1. JANGAN DIPAKSAKAN

Seperti biasa, kantin kampus di jam istirahat memanglah selalu ramai. Meja dan kursi dipenuhi oleh mahasiswa yang memang makan siang, sekedar mengobrol atau hanya menghindar dari mata kuliah yang menyulitkan.

"Ahh, seger banget es-nya.
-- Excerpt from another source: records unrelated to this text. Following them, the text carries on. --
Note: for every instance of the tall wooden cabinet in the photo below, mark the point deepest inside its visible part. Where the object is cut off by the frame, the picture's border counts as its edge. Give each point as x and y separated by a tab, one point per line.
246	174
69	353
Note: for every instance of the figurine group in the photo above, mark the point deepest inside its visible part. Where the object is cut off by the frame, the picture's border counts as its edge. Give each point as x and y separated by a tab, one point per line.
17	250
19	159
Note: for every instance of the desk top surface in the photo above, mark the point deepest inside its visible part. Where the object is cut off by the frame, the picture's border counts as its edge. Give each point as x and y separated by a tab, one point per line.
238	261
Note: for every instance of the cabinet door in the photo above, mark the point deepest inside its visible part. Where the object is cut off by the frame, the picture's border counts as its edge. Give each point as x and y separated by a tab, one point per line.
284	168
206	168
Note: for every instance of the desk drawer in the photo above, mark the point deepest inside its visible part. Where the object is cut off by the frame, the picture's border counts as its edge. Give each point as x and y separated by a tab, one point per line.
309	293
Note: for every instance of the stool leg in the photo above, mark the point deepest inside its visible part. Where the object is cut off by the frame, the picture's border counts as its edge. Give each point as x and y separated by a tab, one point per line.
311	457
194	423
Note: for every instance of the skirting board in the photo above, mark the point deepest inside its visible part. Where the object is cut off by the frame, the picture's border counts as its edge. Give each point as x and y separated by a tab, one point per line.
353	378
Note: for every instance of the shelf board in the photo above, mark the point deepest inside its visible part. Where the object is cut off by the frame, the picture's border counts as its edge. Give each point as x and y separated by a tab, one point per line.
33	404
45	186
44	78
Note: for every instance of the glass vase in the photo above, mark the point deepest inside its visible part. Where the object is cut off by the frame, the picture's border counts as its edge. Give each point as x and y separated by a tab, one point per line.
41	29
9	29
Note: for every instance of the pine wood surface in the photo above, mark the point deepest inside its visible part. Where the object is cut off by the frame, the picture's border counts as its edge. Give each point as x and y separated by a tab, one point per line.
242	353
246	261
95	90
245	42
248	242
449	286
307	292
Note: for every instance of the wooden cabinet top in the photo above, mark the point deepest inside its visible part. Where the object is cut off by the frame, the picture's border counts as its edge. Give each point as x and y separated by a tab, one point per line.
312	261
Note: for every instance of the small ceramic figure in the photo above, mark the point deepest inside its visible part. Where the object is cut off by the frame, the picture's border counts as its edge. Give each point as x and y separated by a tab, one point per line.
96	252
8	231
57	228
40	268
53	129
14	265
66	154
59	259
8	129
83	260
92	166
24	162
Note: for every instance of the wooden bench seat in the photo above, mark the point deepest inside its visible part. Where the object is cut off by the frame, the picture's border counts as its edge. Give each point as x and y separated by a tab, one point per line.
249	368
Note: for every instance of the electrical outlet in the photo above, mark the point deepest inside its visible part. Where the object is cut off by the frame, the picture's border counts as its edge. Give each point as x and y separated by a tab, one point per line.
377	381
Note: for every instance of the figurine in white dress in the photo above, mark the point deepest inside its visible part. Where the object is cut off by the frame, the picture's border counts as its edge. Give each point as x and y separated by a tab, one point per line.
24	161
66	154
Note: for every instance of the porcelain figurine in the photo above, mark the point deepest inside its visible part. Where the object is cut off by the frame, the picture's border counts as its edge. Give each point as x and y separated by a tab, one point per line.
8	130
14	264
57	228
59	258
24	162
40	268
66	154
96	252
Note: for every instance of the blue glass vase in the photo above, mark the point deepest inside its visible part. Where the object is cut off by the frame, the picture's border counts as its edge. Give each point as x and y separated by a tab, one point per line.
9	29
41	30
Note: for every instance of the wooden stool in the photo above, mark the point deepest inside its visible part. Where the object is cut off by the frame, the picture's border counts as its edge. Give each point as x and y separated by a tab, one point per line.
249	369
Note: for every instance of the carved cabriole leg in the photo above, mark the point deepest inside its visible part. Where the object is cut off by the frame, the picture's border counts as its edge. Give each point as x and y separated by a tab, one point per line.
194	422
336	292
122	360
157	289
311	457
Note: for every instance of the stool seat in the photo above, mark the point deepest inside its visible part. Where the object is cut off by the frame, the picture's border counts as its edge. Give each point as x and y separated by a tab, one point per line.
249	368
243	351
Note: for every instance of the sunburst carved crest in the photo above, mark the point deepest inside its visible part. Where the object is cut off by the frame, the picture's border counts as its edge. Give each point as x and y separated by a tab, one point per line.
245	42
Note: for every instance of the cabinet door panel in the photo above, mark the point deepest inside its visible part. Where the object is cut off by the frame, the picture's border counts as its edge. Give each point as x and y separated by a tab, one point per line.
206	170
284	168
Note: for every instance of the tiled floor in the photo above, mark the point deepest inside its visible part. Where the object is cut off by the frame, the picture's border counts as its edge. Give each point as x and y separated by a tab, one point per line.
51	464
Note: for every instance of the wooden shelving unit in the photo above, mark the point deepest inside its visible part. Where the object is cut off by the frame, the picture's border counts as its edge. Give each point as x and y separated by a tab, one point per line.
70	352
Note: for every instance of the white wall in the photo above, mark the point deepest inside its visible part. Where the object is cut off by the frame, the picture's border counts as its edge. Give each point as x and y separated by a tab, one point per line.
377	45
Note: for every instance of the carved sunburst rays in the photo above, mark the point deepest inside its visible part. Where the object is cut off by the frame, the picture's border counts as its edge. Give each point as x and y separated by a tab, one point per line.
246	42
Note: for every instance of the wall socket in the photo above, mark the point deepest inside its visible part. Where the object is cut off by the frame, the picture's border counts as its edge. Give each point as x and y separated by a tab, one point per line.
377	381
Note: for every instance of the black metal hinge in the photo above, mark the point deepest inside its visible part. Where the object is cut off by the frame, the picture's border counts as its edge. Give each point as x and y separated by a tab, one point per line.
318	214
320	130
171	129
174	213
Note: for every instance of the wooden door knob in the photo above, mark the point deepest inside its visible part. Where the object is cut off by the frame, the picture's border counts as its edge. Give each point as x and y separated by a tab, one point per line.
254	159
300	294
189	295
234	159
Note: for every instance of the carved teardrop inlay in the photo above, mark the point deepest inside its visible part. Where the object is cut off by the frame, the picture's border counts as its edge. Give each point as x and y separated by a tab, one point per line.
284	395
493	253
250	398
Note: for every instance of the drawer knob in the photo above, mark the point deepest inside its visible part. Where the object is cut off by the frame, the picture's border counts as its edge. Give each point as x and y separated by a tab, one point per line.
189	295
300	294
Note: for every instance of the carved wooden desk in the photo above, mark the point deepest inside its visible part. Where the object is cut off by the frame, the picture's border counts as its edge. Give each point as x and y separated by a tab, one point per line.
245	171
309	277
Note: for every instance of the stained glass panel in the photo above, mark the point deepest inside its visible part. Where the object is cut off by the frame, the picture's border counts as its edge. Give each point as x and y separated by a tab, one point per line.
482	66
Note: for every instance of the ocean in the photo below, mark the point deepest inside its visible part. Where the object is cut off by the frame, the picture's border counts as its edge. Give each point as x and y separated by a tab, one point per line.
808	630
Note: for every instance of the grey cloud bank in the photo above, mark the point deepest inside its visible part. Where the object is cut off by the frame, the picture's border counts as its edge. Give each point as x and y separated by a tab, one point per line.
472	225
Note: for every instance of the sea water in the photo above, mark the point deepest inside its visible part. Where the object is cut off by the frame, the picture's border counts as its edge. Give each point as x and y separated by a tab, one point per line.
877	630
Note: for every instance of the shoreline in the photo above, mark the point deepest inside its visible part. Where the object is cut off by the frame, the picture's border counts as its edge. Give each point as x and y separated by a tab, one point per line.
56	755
Lo gak mau pesen, Ay?" Seorang gadis imut berambut sebahu menyadarkan lamunan gadis disebelahnya.

Gadis disebelahnya tidak merespons, ia hanya menatap kosong meja kantin. Seakan sudah paham tabiat temannya itu, gadis berambut sepundak menggebrak meja.

Brakk!!

Ups, sepertinya itu tidak hanya menyadarkan temannya, melainkan menyita seluruh perhatian kantin. Gadis itu malu jadinya. Menyengir, lalu kembali fokus pada temannya yang masih diam, seolah gebrakan tadi hanyalah angin lalu.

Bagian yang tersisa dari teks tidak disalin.